Instead of storing user data in a traditional filesystem, you have one 
or more database server processes that hold the ENTIRE filesystem in 
virtual memory.  Since Syllable currently only runs on 32-bit 
architectures and we already have hard drives (and individual files!) 
much bigger than 4GB, this is not exactly practical for today's large 
media files and big hard drives.  OTOH, the Athlon 64 and PowerMac G5 
and upcoming Intel x86-64 chip are all 64-bit so perhaps this 
architecture would begin to make more sense in another five years.

Anyway, if the "big VM filestore" is going to be no different in 
practice from what we have now with AFS, and considering that AFS would 
likely have much better performace and reliability due to being 
optimized for on-disk layout, I would of course prefer to stick with AFS 
for our primary file storage, especially since it's already been written 
and works pretty well, and the POSIX semantics are well understood. 
OTOH, the KeyKOS concept of checkpointing the entire system state is 
still cool even in conjunction with a traditional FS, when you consider 
that you would NEVER have to worry about losing your e-mail composition 
or spreadsheet or source code file because of a power outage or system 
crash when you hadn't saved.
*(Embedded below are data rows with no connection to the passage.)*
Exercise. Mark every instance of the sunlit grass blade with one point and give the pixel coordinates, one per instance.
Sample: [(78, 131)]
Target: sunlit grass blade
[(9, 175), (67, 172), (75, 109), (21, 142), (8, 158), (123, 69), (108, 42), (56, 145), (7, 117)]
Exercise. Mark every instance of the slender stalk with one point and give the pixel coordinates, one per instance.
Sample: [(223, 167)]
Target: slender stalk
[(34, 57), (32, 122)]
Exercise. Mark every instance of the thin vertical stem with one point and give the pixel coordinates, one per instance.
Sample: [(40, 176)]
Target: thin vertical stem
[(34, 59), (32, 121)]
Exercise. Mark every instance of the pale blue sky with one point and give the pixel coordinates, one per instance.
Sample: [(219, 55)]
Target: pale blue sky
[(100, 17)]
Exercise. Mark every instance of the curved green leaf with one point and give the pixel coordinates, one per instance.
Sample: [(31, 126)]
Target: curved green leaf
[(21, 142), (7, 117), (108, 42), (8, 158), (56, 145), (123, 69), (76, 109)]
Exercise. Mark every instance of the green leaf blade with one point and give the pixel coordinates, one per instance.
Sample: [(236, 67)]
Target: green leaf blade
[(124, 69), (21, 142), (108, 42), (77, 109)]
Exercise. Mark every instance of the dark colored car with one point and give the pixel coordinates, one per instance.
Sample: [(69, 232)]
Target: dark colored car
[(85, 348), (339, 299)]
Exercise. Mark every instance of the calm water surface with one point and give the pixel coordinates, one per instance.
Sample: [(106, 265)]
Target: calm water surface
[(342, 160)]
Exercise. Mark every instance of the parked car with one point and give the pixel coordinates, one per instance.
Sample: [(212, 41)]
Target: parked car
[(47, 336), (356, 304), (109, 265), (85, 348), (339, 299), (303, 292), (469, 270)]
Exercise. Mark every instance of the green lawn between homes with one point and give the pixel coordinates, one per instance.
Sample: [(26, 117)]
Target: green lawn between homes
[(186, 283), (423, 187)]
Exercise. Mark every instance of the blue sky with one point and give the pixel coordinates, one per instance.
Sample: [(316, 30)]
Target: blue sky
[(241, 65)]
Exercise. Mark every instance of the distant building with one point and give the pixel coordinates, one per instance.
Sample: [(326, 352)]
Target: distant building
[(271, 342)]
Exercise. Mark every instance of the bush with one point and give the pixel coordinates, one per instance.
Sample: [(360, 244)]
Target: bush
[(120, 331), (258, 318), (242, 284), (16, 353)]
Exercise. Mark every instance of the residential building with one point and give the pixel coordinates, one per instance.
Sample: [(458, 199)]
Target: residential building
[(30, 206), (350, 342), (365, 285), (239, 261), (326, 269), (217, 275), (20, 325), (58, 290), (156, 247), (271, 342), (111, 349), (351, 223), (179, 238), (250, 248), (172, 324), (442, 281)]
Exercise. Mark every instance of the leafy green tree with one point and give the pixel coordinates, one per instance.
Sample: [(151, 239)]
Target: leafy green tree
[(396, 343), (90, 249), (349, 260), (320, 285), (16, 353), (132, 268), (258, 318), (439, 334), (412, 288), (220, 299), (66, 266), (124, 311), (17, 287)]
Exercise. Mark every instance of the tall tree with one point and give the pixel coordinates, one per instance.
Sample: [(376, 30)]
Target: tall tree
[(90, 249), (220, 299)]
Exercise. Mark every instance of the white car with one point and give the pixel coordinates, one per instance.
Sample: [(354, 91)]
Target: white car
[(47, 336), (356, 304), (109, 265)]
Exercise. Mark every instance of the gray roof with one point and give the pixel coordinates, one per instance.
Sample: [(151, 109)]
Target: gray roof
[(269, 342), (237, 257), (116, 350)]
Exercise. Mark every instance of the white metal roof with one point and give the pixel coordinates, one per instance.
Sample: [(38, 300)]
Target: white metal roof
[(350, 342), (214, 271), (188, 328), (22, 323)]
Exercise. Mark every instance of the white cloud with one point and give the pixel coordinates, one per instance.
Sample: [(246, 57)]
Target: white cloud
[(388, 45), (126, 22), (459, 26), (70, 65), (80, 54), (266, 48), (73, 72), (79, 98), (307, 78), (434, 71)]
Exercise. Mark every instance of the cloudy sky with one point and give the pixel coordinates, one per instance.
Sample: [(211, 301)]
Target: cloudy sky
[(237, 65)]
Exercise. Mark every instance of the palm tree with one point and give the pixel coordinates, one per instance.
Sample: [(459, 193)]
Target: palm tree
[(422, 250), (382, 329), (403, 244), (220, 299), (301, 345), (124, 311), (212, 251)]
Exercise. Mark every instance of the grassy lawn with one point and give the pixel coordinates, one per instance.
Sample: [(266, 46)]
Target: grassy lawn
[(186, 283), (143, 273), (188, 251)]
And no need even to have a separate 
"Hibernate" option, just pull the plug!  The alternative is of course to 
have an "auto-save" feature in every application on the desktop 
explicitly, and that is not going to happen nor is it nice to require 
that all developers explicitly handle this when the entire system could 
be checkpointed atomically, once, in the kernel.

So the idea of checkpointing a very large virtual memory would still be 
a very cool thing for Syllable to be able to do at some unknown time in 
the future, even in addition to the traditional Linux/BeOS paradigm of 
having a separate filesystem accessible through read/write system calls 
(or mmap) with files and disks that can be larger in size than the 
address space.  But for implementing something like the registrar or 
d-bus, you don't have to figure out how to serialize your in-memory data 
structures to persistant storage:  you simply do nothing (or hint to the 
kernel what you are doing with certain pages or when you're doing an 
operation that must be atomic and can't be interrupted half-way by a 
checkpoint) but instead rely on the system to keep your in-memory trees 
and hashtables checkpointed.  You can afford to give all running 
processes the chance to give their approval before atomically 
checkpointing the RAM since it only has to run approximately every 30 
seconds.

Another follow-on consequence of this design is that you NEVER reboot 
the OS.  You might have to reboot the _computer_ after a power crash or 
to install a new kernel or new drivers but the cool thing is that after 
rebooting, the new kernel loads in the EXACT same big VM image from the 
previous checkpoint, updating any in-memory structures as necessary if 
the kernel was upgraded.  The flip side of this is that if something 
gets really screwed up, it is a pain to do a "hard reset" and the 
installation process is also a lot different.  Again, we avoid all of 
that nonsense by sticking with the conventional wisdom and retaining the 
ability to do a conventional boot from a conventional filesystem.. even 
though we will only be suspending or hibernating, never shutting down or 
cold-booting under normal circumstances!

-Jake